When first discovered, the ribonucleic acid (RNA) was regarded as just a link in a chain that passed the message encoded in DNA to protein factories: the ribosomes.
But with the advanced genetic research, in the last few years RNA was upgraded.
The findings of RNA interference and microRNAs showed that this molecular type plays a major role in genomic activity. Now, a research team led by David Bartel, a professor in MIT's Department of Biology, has encountered an entirely new class of RNA molecules. More than 5,000 of these
new molecules, baptized 21U-RNAs, were discovered in the C. elegans worm.
The name of these new RNAs depicts their qualities: Each molecule contains 21 nucleotide bases (chemical building blocks), and each starts with the basis named uridine, represented "U" (the only RNA nucleotide basis not found on DNA).

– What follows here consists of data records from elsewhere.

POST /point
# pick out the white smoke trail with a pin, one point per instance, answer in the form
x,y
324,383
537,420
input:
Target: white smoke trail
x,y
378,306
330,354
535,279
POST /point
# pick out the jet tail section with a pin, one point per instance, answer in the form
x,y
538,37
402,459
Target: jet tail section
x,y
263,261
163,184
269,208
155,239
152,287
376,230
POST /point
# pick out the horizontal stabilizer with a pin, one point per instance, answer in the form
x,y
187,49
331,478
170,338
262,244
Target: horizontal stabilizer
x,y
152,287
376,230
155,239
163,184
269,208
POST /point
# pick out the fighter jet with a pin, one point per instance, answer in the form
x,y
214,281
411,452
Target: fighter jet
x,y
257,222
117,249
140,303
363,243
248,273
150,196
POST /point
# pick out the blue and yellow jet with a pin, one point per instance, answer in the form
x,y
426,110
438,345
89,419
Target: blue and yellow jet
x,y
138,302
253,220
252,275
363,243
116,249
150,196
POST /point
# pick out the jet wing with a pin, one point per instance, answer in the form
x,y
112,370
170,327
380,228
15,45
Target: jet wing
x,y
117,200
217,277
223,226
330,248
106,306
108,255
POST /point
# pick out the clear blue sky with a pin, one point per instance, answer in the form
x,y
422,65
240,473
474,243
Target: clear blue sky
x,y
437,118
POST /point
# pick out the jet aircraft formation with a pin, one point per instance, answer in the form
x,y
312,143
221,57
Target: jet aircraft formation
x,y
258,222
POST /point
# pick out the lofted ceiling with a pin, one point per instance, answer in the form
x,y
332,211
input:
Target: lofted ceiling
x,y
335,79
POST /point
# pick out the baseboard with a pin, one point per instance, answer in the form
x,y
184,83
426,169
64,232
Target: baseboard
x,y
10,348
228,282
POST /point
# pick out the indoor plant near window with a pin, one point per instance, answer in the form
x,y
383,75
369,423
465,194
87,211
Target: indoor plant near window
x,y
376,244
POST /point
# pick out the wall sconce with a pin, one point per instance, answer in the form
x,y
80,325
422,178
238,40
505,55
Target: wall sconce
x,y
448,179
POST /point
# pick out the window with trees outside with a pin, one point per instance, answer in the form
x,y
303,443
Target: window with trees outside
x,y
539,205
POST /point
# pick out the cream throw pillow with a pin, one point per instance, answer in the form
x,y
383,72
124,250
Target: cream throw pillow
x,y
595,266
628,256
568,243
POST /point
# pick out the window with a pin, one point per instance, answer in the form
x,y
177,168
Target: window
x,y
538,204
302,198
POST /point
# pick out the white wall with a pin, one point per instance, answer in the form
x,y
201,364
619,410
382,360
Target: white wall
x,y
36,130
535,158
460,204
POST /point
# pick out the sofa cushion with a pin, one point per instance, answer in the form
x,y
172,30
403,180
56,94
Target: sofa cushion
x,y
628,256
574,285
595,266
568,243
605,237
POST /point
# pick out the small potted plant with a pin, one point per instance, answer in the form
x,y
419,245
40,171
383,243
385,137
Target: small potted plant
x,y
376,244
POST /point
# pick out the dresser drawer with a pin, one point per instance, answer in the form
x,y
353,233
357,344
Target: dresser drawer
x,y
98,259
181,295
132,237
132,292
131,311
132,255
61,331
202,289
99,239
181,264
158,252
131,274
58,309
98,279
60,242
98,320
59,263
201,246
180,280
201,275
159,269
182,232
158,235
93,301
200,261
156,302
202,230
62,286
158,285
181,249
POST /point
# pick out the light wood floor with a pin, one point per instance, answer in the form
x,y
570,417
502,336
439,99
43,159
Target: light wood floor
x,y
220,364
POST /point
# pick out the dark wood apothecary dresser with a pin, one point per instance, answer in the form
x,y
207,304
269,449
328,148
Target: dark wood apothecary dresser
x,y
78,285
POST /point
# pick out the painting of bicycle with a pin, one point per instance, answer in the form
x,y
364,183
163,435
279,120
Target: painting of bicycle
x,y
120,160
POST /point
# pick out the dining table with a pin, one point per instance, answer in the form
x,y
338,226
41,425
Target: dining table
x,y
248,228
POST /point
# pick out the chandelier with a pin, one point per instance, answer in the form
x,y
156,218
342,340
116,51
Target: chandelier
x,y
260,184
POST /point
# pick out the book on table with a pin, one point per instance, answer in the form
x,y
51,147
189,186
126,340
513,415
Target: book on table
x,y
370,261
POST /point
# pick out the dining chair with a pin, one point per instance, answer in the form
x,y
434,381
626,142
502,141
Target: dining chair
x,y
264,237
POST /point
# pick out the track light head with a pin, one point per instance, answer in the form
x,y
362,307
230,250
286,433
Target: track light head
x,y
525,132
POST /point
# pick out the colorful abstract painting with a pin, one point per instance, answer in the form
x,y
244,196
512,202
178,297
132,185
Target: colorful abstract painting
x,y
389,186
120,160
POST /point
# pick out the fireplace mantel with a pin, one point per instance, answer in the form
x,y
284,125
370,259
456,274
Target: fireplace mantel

All 5,000 different 21U-RNA molecules originated from one of two chromosomal regions. Further, "we can predict where additional 21U-RNA genes might reside," says Bartel, who is also a member of the Whitehead Institute for Biomedical Research and a Howard Hughes Medical Institute investigator. "Combining these predictions with the 5,000 (21U-RNAs) that we experimentally identified, we suspect that there are more than 12,000 different 21U-RNA genes in the genome."
"There are so many 21U-RNA genes spread out over such a wide swath of the genome, but they all share common requirements for expression and common structural features," says Bartel lab Ph.D. student J. Graham Ruby, lead author on the study.
Till now, the function of these molecules remains unknown, but their uniform structure points towards a specific role. This "common structure and origin suggests an important function," said MIT Institute Professor and Nobel Laureate Phillip Sharp, a biologist.
"It requires function to conserve specificity."